The next day (today)

That trip to the mall took so long that in the end I got to bed after midnight. I would've rather slept longer, since I had to meet Ken-san today at 11 so that we could go get my I-got-in-the-country-and-gonna-be-here-a-while card. I planned to go get and adapter (or actually a plug) on the way so that I could charge my laptop. But when I arrived at the International Office, a bit tired, the plans had already changed. Two more exchange students arrived today, so Ken-san thought it would be easier to take us together and moved the appointment to tomorrow. I just wish he would've said that earlier, I could've planned my day better... So I just went to the Internet to send some e-mail while I was there, and then decided to go get and adapter on my own. My laptop died yesterday in the middle of writing shortly after that earthquake, so it was essential to get that adapter as soon as possible. How else am I going to keep this journal? So I collected my last cash and got to the subway.

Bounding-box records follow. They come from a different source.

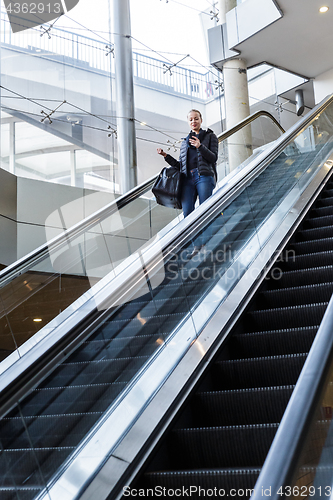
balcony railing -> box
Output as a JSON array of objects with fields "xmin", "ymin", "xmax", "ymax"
[{"xmin": 1, "ymin": 9, "xmax": 219, "ymax": 101}]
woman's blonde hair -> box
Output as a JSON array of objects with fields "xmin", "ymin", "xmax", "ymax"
[{"xmin": 187, "ymin": 109, "xmax": 202, "ymax": 120}]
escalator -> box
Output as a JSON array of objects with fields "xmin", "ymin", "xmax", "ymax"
[
  {"xmin": 0, "ymin": 97, "xmax": 333, "ymax": 500},
  {"xmin": 136, "ymin": 171, "xmax": 333, "ymax": 498}
]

When I read the pre-arrival material at home, they said that it's best to get an adapter from here. That's a big fat lie. Yes, it might be cheaper, but it's certainly not easy to find. I spent a total of 6 hours downtown trying to find an adapter. Okay, some of it was shopping for an alarm clock and some for watching the kimono shops, but anyway. I went through 2 malls, then changed to Den Den Town, which is the electric store center of Kyoto (and paid 200 yen extra just to get there by bus -_-). There I went through one more mall and then went to the little stores. The third one finally had the plug that I wanted. *sigh* I can't believe how hard it is to get an adapter here, the promised land of all electrical devices. I guess it's too much "the promised land", because there were only plugs for European to Japanese. Then there were plugs for England and a couple of other places, but never Japanese to European. The only ones I could find belonged to an "everything you migh ever need" set that could've been handy, but cost too much for me. And you know what? That plug I spen hours and killed my feet looking for, that plug has too small holes for my laptop. I can charge my camera with it, but the laptop's plug won't fit into it. -_- In the end I borrowed Heidi's adapter so that I could finish writing this and put this in the Internet tomorrow. I'll just have to spend some more time to find the right kind of a plug later on... Ugh. And now it's really late again, and tomorrow I have to get up to meet Ken again. Tomorrow I'm going to take a day off after that...

There're already two little holes in the screen on my laptop. I don't like it. I wonder how they got there? They were there already when I left Finland.